North America, United States, California, Sierra Nevada, Cleaver, Cleavage Dreamer and Southeast Arête
Cleaver, Cleavage Dreamer and Southeast Arête. Imagine a dead-vertical alpine wall a thousand feet tall and a thousand feet wide, the summit over 13,000', countless virgin vertical crack systems, and only a few hours’ hike from a trailhead. This is the south face of the Cleaver, a stone’s throw from Mt. Whitney After spotting the face, we learned that it had only one route, the South Face (Arthur Killian and Tom Condon, September 1961), which we believe is on the far left.
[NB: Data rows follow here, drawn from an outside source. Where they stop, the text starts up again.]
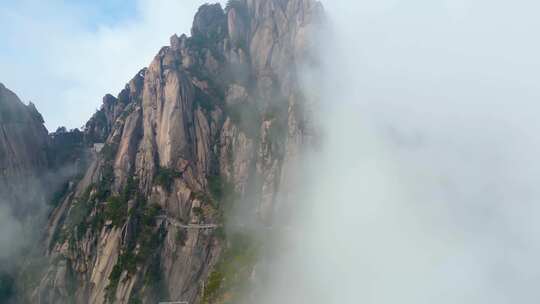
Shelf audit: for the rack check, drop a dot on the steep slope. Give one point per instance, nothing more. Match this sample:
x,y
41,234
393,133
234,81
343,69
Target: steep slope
x,y
201,141
23,147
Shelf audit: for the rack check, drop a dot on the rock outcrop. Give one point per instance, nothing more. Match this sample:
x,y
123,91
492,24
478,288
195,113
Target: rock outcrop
x,y
23,149
206,131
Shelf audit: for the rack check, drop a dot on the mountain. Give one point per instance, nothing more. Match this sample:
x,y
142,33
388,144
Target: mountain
x,y
23,148
193,155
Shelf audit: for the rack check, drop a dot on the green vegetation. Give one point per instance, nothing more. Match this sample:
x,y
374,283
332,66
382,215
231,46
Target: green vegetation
x,y
116,210
181,236
246,117
231,274
222,192
126,262
165,177
59,195
204,100
7,287
147,239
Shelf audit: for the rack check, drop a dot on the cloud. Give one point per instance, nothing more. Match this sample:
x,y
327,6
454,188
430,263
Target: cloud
x,y
426,187
66,57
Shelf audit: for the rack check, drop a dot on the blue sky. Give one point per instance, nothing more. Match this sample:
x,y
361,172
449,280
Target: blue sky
x,y
66,55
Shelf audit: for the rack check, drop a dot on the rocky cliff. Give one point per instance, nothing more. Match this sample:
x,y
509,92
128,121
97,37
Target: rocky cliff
x,y
23,149
197,148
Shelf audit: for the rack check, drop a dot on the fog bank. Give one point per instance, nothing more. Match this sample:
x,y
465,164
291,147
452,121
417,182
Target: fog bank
x,y
425,188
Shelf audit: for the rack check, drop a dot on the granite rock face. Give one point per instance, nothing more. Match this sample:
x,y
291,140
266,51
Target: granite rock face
x,y
212,122
23,151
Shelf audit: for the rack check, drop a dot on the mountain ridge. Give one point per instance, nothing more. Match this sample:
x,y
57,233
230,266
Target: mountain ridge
x,y
210,129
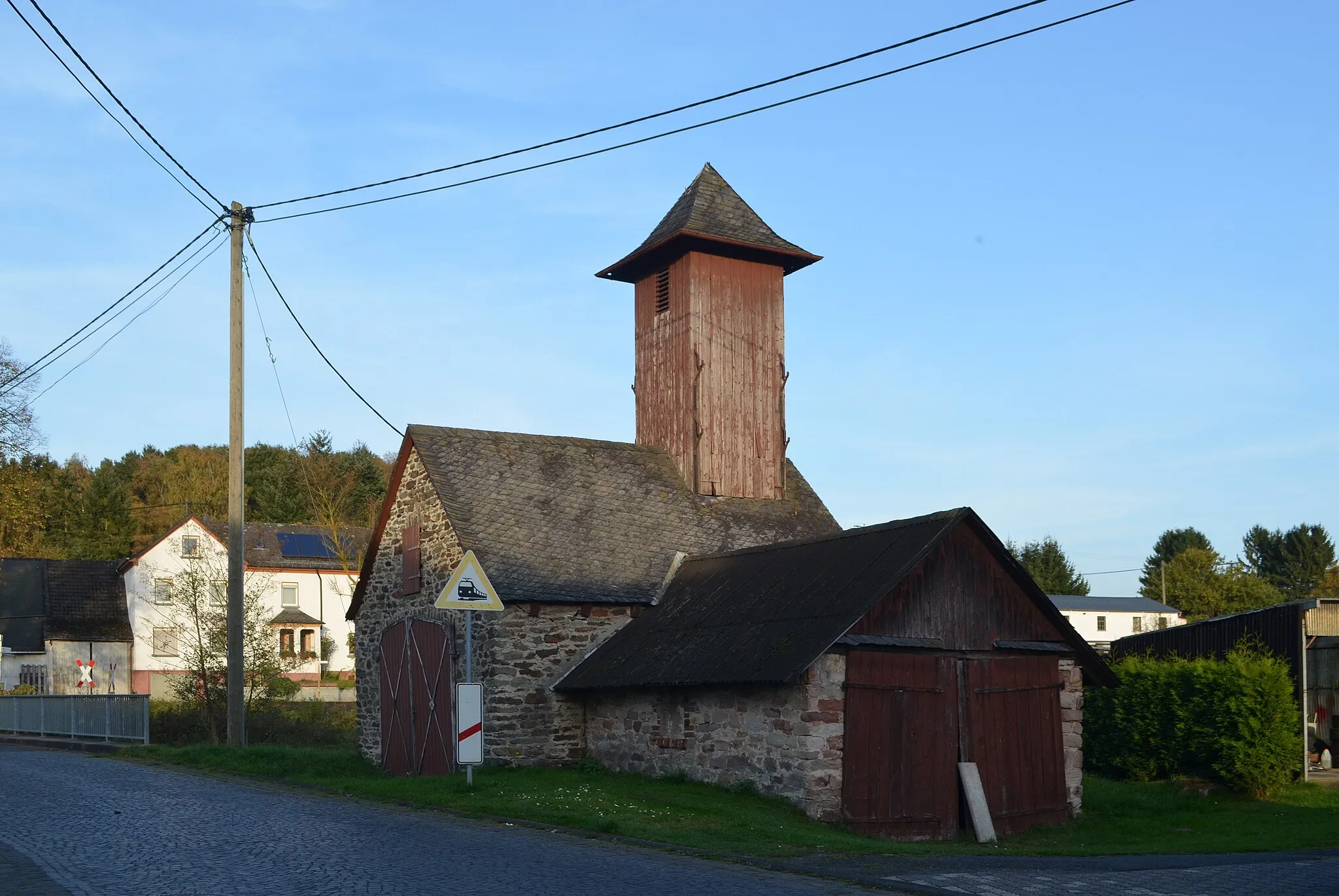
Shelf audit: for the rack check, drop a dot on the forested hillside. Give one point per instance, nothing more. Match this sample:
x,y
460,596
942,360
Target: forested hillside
x,y
79,510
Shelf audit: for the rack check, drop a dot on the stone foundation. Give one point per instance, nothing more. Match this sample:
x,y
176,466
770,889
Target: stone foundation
x,y
1072,730
788,740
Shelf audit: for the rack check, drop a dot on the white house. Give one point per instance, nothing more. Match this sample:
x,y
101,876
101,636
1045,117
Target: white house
x,y
304,582
1101,620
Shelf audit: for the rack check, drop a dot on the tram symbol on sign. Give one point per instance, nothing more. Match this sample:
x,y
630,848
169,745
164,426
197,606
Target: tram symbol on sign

On June 28 Kostas Stamatiou and I got an early start from Whitney Portal and went for it. Cleavage Dreamer (III 5.10) starts near the center of the south face and climbs through two pitches of laybacks and hand cracks to a good ledge below polished overhangs. From here we traversed left to the base of a large detached pillar (the Greek Finger). Next came the crux dihedral, a shallow, wide crack requiring body English we did not have, so we aided a short section (Scotty Nelson and Lin Pearson called this pitch 5.10 on their FFA a couple of weeks later). The final pitch was exciting—questionably protected questionable holds and 5.10 moves through the summit overhangs to the knife-edge summit ridge.
A couple of weeks later I returned with Scotty Nelson to nab the Southeast Arête (II 5.7), which follows the prominent arête on the right side of the southeast face, just left of the giant split.